Decorate With Wallpaper Borders
Wallpaper borders come in a variety of styles, colors, patterns and sizes. But perhaps the most popular of all the styles is the floral pattern. These borders are common in modern, contemporary homes as well as in rustic country estates. The floral design evokes feelings of Spring, rebirth and all the pleasant things in life. It works best in traditional design, but the right floral patterned border can fit almost any existing decor.
Using a wallpaper border to accent an existing design is a common technique among professionals and do-it-yourselfers. It’s tempting to add a touch more style to what you’ve already put together, and the border is the right tool for the job. There are just a couple of things you need to watch out for. First, understand your colors. Get yourself a simple color wheel or download one onto your tablet so it is easy to access. This will let you know which colors will complement and which ones will clash. The study of color can get pretty complex, but just keep in mind that the primary colors yellow and blue are considered opposites. That does not mean they clash; in fact, these colors work very well together. But they are on opposite sides of the color spectrum. It’s important to understand where colors lie in relation to one another to understand which colors will go together. Borders are often made up of several colors of varying shades, but their will be a dominant color in all of them and that is what you will need to match with your existing wall, ceiling, accessories and floor.

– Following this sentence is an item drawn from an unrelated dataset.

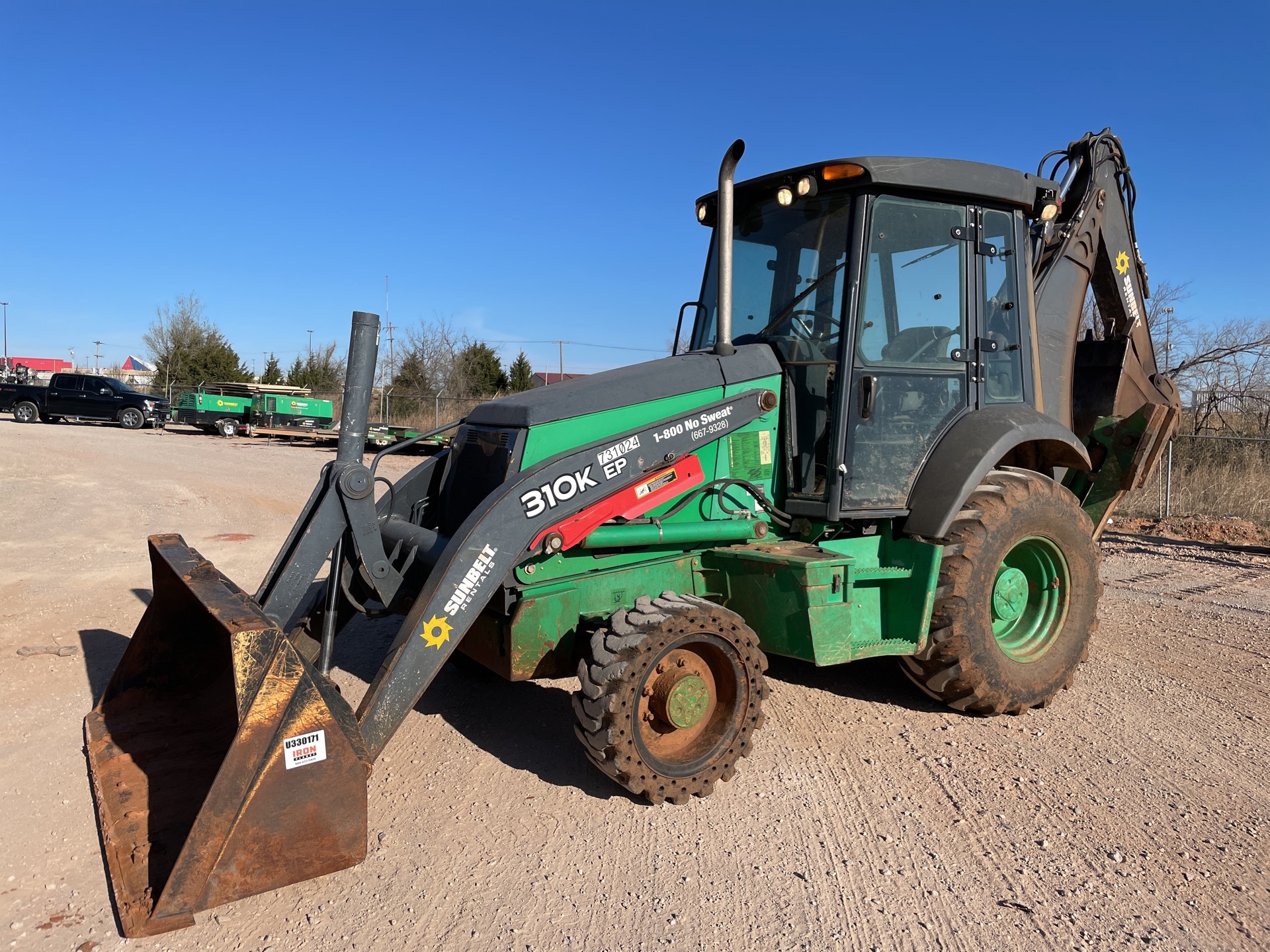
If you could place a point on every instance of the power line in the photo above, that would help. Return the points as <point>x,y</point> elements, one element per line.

This is a technique that can have a great effect on the style of a room. It requires more work and investment than just simply applying the wallpaper border, but it pays off in dividends when it comes to style. First, the room will need a crown molding. This is a decorative strip of narrow wood fastened to the seam where the walls and ceiling meet. Another, more narrow strip of molding is then fastened beneath the crown molding. The wallpaper border is applied between the two strips of molding, producing a framed effect.